Residents rejoice as Najaf quiets, militants leave shrine

? Militants filed out of the Imam Ali Shrine, closed the doors behind them and turned over the keys to Iraq’s top Shiite cleric Friday, symbolizing their acceptance of a peace deal to end three weeks of devastating fighting in this holy city.

By Friday afternoon, dozens of Iraqi police and national guardsmen surrounded the shrine compound — many kissing its doors and weeping — as the government began to re-establish control over the Old City of Najaf. Some residents of the devastated neighborhood waved to them and yelled out, “Welcome. Welcome.”

U.S. forces still maintained their positions around the holy site, with tanks about 300 yards from the shrine and jet fighters flying overhead, but the fierce clashes of previous days had ended and most of the battered city had fallen calm.

“Today, the Najafis can sleep well,” Hamed al-Khafaf, an aide to Grand Ayatollah Ali al-Sistani, told Al-Arabiya television.

Dozens of the militants loyal to Muqtada al-Sadr piled their Kalashnikov rifles in front of the firebrand cleric’s office here, but thousands of others were believed to be still armed, and some were seen pushing carts full of machine-guns and rocket launchers through a narrow alley.

The peace plan, presented by al-Sistani on Thursday and accepted by the government and al-Sadr, calls for the cities of Najaf and Kufa to be declared weapons-free, for all foreign forces to withdraw from Najaf and leave police in charge of security and for the government to compensate those harmed by the fighting.

The plan allowed al-Sistani, the most revered Shiite cleric in Iraq, to exercise his considerable authority and prove that he could succeed where other peace emissaries had failed.
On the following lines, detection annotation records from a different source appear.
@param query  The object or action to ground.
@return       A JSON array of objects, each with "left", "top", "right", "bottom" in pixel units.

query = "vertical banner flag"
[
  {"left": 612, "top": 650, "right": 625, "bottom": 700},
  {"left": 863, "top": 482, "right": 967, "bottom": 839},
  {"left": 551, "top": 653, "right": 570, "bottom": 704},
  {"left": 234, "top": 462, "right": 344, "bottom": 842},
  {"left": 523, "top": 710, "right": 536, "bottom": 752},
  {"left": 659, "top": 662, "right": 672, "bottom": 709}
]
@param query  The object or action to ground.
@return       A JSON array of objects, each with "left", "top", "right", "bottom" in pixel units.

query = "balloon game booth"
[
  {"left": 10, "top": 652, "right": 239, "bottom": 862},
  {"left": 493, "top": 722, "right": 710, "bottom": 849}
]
It gave the interim government control of the city, disentangled U.S. forces from the persistent violence here and let al-Sadr and his militants walk away free.

But it also allowed al-Sadr to keep his militia, which fought with U.S. forces here in the spring and could take up arms again.
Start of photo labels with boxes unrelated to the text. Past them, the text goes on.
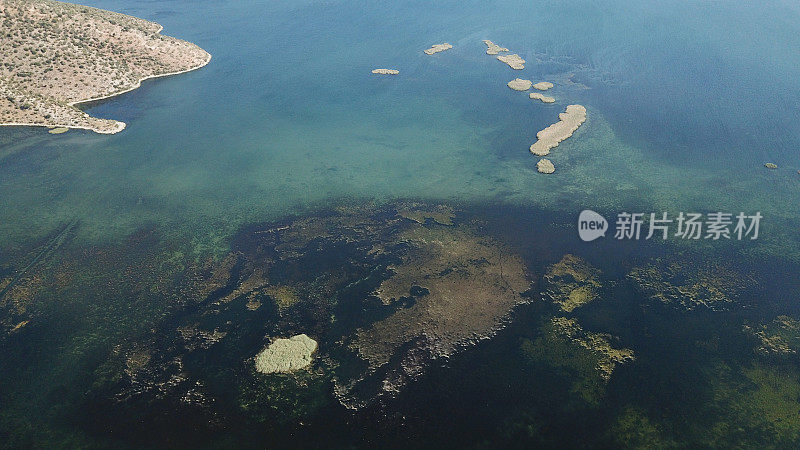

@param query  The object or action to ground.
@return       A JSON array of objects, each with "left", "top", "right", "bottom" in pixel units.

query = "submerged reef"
[
  {"left": 743, "top": 316, "right": 800, "bottom": 357},
  {"left": 530, "top": 105, "right": 586, "bottom": 156},
  {"left": 552, "top": 317, "right": 634, "bottom": 380},
  {"left": 337, "top": 227, "right": 529, "bottom": 407},
  {"left": 255, "top": 334, "right": 317, "bottom": 373},
  {"left": 84, "top": 202, "right": 530, "bottom": 414},
  {"left": 483, "top": 39, "right": 508, "bottom": 55},
  {"left": 397, "top": 203, "right": 456, "bottom": 225},
  {"left": 542, "top": 254, "right": 600, "bottom": 312},
  {"left": 508, "top": 78, "right": 533, "bottom": 91},
  {"left": 497, "top": 53, "right": 525, "bottom": 70},
  {"left": 628, "top": 258, "right": 755, "bottom": 311},
  {"left": 423, "top": 42, "right": 453, "bottom": 55}
]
A U.S. defense official, speaking on the condition of anonymity, said the U.S. military was wary of any agreements in Najaf because al-Sadr’s militia had used previous breaks in fighting to regroup and rearm.

Civilians welcome Iraqi police making their way through the streets of the southern Iraqi city of Najaf. Guns were largely silent in Najaf on Friday for the first time in weeks, after Iraq's top Shiite cleric made a dramatic return to this holy city and swiftly won agreement from a rebel cleric and the government to end three weeks of fighting between his militia and U.S.-Iraqi forces.

But the White House welcomed the agreement, though it cautioned that the administration was not aware of all the details.

“We welcome these steps to resolve the situation surrounding the shrine of Ali without further violence and we support the efforts of the Iraqi government to make sure that the rule of law applies throughout the country,” White House spokesman Scott McClellan said.

The crisis appeared resolved Friday morning when al-Sadr issued a statement broadcast over the shrine’s loudspeakers ordering his Mahdi Army militia fighters to lay down their arms and leave Najaf and Kufa.

“To all my brothers in the Mahdi Army … you should leave Kufa and Najaf without your weapons, along with the peaceful masses,” his statement said.

The doors of the shrine were shut and the keys were handed over to al-Sistani’s office, a symbolic and crucial step in ending the crisis.